Great technology at your fingertips

ESV Study BibleIn these heady days of new technology, it is easy to get caught up in the latest great must-have new gadget. As Exhibit A I would present myself. Ignoring the gentle jabs lobbed my way, I tote my MacBook to men’s Bible study on Friday mornings so I can view the ESV Study Bible online and quickly jump to passages. I love it.

That said, I can appreciate this post by Tim Challies talking about how he fell out of love with his Kindle. It did it’s job, but couldn’t quite match the technology it was trying to replace:

Something changed between then and now—I came to see that all of the things that frustrated me about the Kindle were things that made it not like a book. It’s book-like qualities were it’s best qualities; it’s non-book-like qualities were the ones that got to me. All of the things that annoyed me were the things that made the experience more like operating a computer and less like reading a book. Pages took too long to turn; I could not splash yellow highlighter on the pages; I could not skim through the book looking quickly for a word or phrase or note; I could not scrawl notes in the margins. Sure, there were a few advantages—the notes I did take (saved in a text file on the Kindle) could be exported to my computer simply by plugging in a USB cable; books were less expensive and instantly added to my collection; hundreds of classics were available for free. But overall, the Kindle experience paled in comparison to the happy, familiar, comforting experience of sitting down with a book. Everything I wanted the Kindle to do, a book could do better.

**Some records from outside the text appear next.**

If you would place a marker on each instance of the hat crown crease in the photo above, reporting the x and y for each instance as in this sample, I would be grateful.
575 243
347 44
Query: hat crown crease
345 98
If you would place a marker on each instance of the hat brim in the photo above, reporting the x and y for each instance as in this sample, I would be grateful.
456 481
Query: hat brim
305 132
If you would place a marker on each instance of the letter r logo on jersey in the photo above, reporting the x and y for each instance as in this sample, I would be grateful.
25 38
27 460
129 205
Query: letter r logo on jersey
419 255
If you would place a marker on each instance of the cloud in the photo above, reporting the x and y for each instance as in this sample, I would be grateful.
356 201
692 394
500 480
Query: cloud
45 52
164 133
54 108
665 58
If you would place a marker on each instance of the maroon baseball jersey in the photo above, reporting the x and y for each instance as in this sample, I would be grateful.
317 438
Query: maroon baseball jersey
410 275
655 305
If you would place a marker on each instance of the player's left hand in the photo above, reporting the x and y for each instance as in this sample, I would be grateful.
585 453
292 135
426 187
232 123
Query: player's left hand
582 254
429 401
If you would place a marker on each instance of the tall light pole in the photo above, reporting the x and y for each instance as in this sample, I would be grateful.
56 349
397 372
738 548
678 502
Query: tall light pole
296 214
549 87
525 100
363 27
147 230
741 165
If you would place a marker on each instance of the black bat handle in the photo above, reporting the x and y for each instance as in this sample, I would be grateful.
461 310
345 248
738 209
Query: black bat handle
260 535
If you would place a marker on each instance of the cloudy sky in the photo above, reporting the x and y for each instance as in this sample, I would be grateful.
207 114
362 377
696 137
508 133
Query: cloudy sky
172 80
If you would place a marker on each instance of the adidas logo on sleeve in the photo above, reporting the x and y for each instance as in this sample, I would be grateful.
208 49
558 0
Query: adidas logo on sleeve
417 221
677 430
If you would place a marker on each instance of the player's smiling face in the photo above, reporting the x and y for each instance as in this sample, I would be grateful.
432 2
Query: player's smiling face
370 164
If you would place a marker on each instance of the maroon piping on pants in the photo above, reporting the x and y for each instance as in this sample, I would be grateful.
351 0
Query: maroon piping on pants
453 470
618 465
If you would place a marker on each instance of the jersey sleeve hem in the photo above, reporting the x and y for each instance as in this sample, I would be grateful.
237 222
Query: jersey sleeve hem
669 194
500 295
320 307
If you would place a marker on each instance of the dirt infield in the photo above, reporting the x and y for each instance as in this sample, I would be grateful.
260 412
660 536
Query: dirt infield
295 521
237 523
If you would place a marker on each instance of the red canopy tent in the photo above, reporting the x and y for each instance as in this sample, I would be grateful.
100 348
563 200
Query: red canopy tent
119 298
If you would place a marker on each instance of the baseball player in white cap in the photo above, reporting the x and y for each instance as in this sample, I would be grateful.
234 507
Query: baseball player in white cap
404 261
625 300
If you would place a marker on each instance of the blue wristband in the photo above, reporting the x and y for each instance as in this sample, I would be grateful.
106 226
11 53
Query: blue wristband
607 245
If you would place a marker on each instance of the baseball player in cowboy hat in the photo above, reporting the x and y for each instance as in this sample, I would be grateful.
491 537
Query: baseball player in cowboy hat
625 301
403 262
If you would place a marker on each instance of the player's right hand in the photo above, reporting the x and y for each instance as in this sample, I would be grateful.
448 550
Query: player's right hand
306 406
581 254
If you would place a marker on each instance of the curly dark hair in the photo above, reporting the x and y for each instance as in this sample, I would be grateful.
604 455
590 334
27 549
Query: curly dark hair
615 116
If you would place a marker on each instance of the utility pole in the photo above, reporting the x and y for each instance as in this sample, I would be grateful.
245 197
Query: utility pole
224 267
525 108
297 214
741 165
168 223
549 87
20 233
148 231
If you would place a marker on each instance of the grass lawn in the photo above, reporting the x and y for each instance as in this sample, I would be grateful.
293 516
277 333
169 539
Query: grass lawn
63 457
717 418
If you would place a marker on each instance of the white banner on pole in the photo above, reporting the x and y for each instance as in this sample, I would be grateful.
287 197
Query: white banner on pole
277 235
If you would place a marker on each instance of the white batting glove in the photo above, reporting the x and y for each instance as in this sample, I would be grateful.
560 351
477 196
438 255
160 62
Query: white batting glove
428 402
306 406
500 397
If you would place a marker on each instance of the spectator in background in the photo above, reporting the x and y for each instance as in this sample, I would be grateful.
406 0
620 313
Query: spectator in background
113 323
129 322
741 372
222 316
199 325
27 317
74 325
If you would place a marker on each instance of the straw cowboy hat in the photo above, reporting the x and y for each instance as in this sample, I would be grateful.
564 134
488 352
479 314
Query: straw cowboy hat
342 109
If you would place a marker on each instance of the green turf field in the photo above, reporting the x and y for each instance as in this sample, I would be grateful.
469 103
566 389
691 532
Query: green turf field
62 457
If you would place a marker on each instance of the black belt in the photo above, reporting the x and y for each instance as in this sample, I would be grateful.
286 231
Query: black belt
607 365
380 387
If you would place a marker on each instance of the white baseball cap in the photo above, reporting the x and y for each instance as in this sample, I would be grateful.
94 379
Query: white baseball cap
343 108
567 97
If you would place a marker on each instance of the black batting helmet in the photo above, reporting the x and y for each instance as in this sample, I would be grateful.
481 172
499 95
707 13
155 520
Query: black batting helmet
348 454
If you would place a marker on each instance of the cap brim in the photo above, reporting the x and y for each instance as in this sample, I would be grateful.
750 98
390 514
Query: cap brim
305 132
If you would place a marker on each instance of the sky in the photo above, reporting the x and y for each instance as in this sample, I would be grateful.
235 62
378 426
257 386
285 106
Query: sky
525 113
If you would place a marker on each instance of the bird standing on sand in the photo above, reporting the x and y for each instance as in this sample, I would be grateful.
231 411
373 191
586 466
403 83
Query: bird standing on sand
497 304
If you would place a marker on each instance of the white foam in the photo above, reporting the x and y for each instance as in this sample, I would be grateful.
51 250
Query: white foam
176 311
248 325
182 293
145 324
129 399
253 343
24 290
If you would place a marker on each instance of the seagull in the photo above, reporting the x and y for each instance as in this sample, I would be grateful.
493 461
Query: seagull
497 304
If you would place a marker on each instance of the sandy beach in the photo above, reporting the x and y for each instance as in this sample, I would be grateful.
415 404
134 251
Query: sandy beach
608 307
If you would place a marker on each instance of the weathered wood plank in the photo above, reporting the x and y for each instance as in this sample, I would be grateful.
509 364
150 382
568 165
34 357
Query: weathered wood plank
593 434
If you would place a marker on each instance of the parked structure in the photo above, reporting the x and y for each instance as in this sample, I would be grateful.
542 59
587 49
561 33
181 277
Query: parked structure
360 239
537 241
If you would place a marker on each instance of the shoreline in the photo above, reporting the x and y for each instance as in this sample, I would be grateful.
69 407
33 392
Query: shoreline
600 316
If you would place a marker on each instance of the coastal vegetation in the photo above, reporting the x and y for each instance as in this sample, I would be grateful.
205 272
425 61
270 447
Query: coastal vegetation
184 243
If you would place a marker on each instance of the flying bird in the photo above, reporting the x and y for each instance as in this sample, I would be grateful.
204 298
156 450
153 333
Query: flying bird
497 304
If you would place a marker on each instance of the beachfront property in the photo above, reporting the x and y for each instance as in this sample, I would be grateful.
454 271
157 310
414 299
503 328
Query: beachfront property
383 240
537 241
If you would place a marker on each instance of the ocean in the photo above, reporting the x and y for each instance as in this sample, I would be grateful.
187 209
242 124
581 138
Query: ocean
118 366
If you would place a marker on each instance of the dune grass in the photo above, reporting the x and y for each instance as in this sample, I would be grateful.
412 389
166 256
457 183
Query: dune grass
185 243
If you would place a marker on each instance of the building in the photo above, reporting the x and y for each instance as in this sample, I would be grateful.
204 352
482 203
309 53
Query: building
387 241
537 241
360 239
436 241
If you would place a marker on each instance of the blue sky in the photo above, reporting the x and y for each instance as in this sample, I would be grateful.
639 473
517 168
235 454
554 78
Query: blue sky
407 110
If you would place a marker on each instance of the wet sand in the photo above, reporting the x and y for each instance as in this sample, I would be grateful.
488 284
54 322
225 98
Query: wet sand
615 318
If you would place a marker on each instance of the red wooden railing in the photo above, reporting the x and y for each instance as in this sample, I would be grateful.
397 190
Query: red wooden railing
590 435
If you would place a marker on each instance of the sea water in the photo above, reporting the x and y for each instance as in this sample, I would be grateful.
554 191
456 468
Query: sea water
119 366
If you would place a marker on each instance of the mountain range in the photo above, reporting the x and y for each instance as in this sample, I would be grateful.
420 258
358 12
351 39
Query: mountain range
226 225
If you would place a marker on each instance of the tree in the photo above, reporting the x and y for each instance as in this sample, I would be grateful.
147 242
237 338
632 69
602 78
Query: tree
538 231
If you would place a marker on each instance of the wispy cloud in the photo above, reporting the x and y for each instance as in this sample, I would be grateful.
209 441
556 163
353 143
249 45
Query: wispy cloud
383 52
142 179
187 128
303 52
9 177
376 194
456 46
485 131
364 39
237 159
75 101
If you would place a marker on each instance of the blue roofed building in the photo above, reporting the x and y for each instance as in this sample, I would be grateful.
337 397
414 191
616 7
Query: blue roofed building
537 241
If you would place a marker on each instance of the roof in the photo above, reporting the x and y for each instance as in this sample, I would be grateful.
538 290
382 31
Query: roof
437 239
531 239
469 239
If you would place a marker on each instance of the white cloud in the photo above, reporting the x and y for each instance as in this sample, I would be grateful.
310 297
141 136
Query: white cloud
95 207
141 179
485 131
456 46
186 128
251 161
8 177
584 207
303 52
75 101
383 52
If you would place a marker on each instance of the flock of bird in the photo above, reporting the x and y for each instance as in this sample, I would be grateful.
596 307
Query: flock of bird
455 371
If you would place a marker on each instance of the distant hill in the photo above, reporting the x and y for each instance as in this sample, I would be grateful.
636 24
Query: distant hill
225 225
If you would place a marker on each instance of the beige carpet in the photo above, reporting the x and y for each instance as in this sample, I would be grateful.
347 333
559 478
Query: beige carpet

He goes on to list more reasons why the book is the perfect technology. Perhaps this will change one day, but for now I can see his point. I work at a newspaper, which I hear every day is a dying industry. Yet, there is a feeling of holding a newspaper in your hand or the anticipation of picking up the day’s news off your front porch (or wherever it lands!) or handing a section to your wife so you can have the sports pages that so far has not been replaced. A common joke in our family is that an e-mail doesn’t exist for my in-laws until it is printed out and held in their hands. Some things are hard to replace.

So, we can appreciate new technology, but don’t be so quick to trash the old technology (or the people who are devoted to it). God works in mysterious way.

New iPhones: Apple wants you to stimulate the economy

A little silver lining on the dark economy cloud as reported by the Associated Press:

SAN FRANCISCO (AP) — Apple Inc. slashed the entry price for an iPhone in half and rolled out new laptops for $300 less than previous models Monday, the company’s first dramatic price cuts since the recession began a year and a half ago.

Apple unveiled two new models of the iPhone – the 3G S – that will sport a faster processor and sought-after features like an internal compass, a video camera and an improved photo camera. A 16-gigabyte version of the 3G S will cost $199 and a 32-gigabyte model will be $299. The 8-gigabyte iPhone 3G, which came out last year, will be cut to $99 from $199.

All those people who dished out $599 two years ago for lesser phones will be really glad to hear this news. Or not.